3) The terms of trade jumps a forecast 14% in 2016/17 (upgraded from 1.25%) on the spike in commodity prices, followed by a 3.75% decline in 2017/18 (downgraded from 0%) as commodity prices retreat to more sustainable levels. There is considerable uncertainty around the timing / speed of commodity price adjustments.

The iron ore price is assumed to decline from its recent average of US$68 per tonne FOB through the March and June quarters of 2017 to reach $55 in September 2017. The budget assumed a year average price of $55.

The coking coal price is assumed to be US$200 per tonne FOB in line with the December quarter contract price, before declining through the September and December quarters of 2017 to $120 in March 2018. The Budget year average price was $91.

Thermal coal prices are assumed to remain at $62 per tonne FOB, up from $52 at budget time.

4) Labour market forecasts have been downgraded to reflect the soft start to the 2016/17 year. Employment growth has been lowered by 0.5% this year and 0.25% next year, while wages growth has been lowered by 0.25% this year and next.

See table 2 below for details.

Click to enlarge



The 2016/17 budget deficit forecast is effectively unchanged from that in May, while the cumulative deficit for the four years to 2019/20 has deteriorated by $10.3 billion (with net savings of $2.5 billion partially offsetting $12.8 billion in slippage due to the weaker forecasts).

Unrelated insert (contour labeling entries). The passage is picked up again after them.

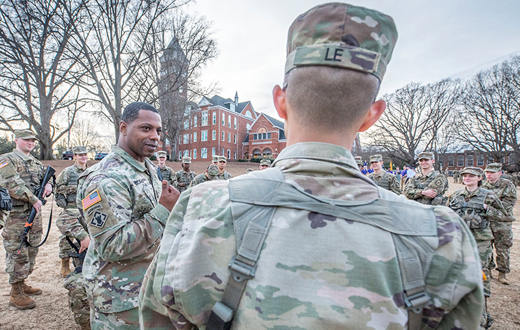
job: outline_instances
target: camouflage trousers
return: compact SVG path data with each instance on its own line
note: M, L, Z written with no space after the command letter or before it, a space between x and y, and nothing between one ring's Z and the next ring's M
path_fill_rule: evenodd
M491 280L489 277L489 262L491 260L491 241L481 241L477 239L477 247L480 256L480 265L482 267L482 272L486 275L486 280L484 281L484 296L489 297L491 295Z
M96 308L97 309L97 308ZM139 308L119 313L105 313L90 311L90 326L92 330L136 330L139 326Z
M23 244L20 254L17 253L25 222L29 218L31 210L22 212L13 210L7 218L6 227L2 233L3 247L6 249L6 272L9 274L9 283L26 279L34 269L38 248ZM29 232L29 243L38 245L41 239L41 213L38 213L34 218L33 226Z
M509 273L511 269L510 263L510 250L513 246L513 228L511 221L491 221L491 230L495 239L492 241L496 251L496 264L493 260L489 262L489 269L496 267L496 270L503 273Z
M59 232L63 234L64 233L66 233L70 223L77 222L77 214L66 210L58 216L58 219L56 219L56 226L59 229ZM69 236L68 238L75 244L73 237ZM61 235L59 237L59 252L58 256L60 259L68 258L69 252L75 252L72 246L70 246L70 244L68 244L68 242L67 242L64 235Z
M83 274L71 272L64 281L64 288L68 291L68 306L74 314L74 320L78 324L89 322L90 306Z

The medium-term projections have the budget returning to surplus in 2020/21, as assumed in May, although the size of the surplus has been trimmed from 0.2% of GDP to 0.1% of GDP.

Policy decisions had little net impact on the budget position, with a net saving of $2.5 billion, back-loaded over the two out years.

Revisions to the economic growth forecasts (including parameter variations more generally) cost the budget $12.8 billion over the four years, including a saving of $0.5 billion in the current year. Receipts are $30.5 billion lower than at Budget time over the four years, partially offset by a $16.5 billion undershoot on payments.

Critically, as noted above, the size of the nominal economy at end 2019/20 is 1.0% smaller than assumed at Budget time.

Of the $30.5 billion hit to receipts over the four years, key impacts include: individual income tax collections, down $18.3 billion due to weaker wage and employment outlook; company tax down $5.9 billion with weaker non-mining corporate profits only partially offset by higher mining profits from stronger commodity prices over 2016/17; and lower GST collections, down $5.3 billion.

On the payment side, weaker wages growth and lower inflation help to contain expenditure growth.

Click to enlarge

Bill Evans is chief economist with Westpac.

Andrew Hanlan is senior economist with Westpac.